Im Hinterzimmer

Von Martin Jäggle ·

Warum ist Österreich entwicklungspolitisch derartig unterentwickelt? Nur die großen Vereinfacher haben darauf eine eindeutige Antwort.

Zum Zeitpunkt des Entstehens dieser Zeilen gab es noch keine Wahlprogramme. Eine Lektüre der einschlägigen virtuellen Seiten zeigt: Die Parteien meinen, sich die Marginalisierung der Entwicklungspolitik leisten zu können (oder zu müssen?). Allein die ÖVP hat in ihr Wahl-ABC zumindest die Entwicklungszusammenarbeit aufgenommen, aber sie stellt ja auch die zuständige Ministerin. Da im Programm einer zukünftigen Regierung, wie immer sie auch aussehen mag, nur stehen wird, was schon zum Zeitpunkt der Wahlen schriftlich vorliegt, ist mit einer expliziten Entwicklungspolitik nach den Wahlen weiterhin nicht zu rechnen.
Eine von der OECD heftig kritisierte Zersplitterung der Zuständigkeiten in der staatlichen Verwaltung, eine windelweiche Koordinierungskompetenz für Entwicklungspolitik beim Außenministerium, ein Finanzministerium, das sich selbst entwicklungspolitisch für exterritorial und die Entwicklungszusammenarbeit eigentlich für möglichst einsparbar hält, ein Außenministerium, in dem fruchtbare Anregungen anderer Ministerien abgelegt werden … Diese fortsetzbare Liste zeigt, dass die staatlichen Strukturen Entwicklungspolitik eher verhindern (sollen?) als fördern.

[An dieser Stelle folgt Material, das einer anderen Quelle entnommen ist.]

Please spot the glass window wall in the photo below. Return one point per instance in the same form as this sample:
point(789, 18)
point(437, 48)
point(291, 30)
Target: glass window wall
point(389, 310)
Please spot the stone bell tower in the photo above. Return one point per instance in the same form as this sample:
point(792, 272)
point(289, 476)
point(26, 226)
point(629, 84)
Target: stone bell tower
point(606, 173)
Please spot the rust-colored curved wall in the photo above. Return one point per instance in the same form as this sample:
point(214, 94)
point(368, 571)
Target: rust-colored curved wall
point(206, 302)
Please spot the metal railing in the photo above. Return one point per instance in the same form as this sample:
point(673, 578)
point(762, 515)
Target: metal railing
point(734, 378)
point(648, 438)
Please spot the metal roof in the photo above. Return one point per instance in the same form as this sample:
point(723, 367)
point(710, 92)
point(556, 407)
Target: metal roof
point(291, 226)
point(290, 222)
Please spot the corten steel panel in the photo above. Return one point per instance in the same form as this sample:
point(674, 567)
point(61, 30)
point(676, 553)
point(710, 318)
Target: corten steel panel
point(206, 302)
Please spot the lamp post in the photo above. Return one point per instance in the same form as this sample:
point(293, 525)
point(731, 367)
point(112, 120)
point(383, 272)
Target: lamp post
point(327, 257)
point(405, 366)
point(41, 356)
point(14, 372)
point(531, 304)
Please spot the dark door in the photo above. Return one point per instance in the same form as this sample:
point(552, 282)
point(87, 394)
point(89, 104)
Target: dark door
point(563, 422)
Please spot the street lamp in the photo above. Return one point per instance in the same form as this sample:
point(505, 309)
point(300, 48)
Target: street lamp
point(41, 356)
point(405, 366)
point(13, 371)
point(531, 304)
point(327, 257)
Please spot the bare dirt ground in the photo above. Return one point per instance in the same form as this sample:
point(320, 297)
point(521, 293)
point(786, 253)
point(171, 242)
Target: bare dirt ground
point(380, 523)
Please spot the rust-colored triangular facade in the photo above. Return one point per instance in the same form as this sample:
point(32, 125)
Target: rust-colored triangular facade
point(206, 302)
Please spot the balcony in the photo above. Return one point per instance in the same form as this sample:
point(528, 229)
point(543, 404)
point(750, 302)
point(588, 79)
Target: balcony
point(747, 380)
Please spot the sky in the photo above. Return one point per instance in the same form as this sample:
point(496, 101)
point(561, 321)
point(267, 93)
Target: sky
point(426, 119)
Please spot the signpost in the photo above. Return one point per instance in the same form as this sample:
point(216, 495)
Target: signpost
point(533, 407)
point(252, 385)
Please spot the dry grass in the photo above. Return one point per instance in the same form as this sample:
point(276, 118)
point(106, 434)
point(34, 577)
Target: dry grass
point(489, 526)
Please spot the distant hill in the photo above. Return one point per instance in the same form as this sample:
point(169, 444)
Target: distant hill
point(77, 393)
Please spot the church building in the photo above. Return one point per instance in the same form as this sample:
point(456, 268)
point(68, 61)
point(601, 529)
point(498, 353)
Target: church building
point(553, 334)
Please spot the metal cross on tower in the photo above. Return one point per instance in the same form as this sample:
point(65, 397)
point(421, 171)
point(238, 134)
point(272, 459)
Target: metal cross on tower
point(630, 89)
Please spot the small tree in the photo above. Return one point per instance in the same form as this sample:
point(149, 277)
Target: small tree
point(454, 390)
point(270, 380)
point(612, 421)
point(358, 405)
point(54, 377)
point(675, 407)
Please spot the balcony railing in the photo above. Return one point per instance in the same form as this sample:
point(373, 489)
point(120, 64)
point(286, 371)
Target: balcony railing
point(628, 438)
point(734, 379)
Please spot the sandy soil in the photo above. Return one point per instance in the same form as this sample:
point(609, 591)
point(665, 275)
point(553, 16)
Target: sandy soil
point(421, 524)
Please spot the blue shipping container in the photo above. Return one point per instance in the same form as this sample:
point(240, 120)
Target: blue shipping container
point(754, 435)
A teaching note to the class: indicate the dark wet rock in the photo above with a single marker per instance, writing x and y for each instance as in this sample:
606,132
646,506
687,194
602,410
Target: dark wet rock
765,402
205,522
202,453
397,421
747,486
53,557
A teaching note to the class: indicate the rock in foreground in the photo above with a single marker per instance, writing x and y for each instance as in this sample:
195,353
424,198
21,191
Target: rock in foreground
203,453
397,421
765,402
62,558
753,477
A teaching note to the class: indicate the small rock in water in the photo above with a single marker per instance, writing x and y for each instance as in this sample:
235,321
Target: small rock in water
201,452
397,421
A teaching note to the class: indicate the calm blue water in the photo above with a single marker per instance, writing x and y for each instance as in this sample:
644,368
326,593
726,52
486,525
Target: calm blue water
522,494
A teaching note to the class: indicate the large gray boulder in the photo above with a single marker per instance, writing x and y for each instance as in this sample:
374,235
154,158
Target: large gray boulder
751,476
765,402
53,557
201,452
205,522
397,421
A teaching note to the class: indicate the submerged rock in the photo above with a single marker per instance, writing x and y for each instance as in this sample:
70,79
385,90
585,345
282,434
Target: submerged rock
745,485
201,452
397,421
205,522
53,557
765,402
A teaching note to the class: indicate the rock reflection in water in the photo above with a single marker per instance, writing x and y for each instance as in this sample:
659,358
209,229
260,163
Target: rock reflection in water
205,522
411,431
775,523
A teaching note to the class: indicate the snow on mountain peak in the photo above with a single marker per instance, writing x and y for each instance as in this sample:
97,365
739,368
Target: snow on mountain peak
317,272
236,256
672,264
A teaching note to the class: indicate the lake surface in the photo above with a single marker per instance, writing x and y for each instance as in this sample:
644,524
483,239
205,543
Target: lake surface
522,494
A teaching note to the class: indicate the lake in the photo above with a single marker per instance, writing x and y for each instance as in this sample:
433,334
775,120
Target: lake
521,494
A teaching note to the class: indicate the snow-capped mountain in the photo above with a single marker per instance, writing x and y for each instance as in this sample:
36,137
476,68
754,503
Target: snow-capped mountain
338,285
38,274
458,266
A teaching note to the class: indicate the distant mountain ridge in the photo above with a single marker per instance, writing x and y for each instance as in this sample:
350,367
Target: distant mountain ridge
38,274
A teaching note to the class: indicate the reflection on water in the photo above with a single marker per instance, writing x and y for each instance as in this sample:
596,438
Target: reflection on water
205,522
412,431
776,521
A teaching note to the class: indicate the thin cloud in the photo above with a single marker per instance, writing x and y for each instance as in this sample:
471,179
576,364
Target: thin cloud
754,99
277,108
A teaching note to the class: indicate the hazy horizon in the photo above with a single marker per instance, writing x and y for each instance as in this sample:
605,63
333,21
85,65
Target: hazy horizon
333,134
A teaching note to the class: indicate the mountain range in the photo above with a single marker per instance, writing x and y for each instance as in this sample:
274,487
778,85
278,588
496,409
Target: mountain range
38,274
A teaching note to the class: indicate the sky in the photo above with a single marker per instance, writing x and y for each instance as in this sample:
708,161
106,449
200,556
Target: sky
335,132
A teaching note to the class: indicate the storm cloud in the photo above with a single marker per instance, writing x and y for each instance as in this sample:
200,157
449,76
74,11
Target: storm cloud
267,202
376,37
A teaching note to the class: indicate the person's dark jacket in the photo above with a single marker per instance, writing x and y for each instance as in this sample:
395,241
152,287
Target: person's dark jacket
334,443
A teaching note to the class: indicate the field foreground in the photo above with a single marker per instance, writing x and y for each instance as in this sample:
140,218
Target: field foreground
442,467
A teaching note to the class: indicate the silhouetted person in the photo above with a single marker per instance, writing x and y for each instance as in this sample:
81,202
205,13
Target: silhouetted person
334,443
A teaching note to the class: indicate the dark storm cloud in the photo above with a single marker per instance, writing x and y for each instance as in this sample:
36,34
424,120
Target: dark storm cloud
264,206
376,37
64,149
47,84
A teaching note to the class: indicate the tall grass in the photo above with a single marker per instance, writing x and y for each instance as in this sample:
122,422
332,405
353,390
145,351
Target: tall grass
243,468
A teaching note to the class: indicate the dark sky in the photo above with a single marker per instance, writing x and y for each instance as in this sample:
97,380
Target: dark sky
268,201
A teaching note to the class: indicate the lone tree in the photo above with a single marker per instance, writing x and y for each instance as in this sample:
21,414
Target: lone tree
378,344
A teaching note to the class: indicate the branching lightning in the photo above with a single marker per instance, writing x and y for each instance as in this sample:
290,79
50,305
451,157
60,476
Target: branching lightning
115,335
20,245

In einer solchen Situation verdienen Initiativen einzelner Beamter oder politisch Verantwortlicher Anerkennung, aber ihre Erfolgsaussichten sind gering.
Der entwicklungspolitische Unterausschuss des Nationalrates ist zu einer beständigen Einrichtung geworden, ein politisches Forum, das über einige Parlamentarierinnen verfügt, die mit Kompetenz und Engagement das Fähnchen internationaler Gerechtigkeit im politischen Hinterzimmer hochhalten. Ist es ein Zufall, dass es vorwiegend Frauen sind?
Die Arbeitsgemeinschaft Entwicklungszusammenarbeit (AGEZ), der Dachverband der österreichischen NGOs, wäre, wie schon der Name sagt, überfordert, wollte sie zur zentralen Schaltstelle des entwicklungspolitischen Lobbyings werden.
Für die entwicklungspolitische Profilierung der öffentlichen Meinung sind Einrichtungen erforderlich wie zum Beispiel das World Watch Institut, dessen deutscher Ableger auch diesmal zeitgerecht vor den Bundestagswahlen einen Forderungskatalog an die wahlwerbenden Parteien gerichtet hat.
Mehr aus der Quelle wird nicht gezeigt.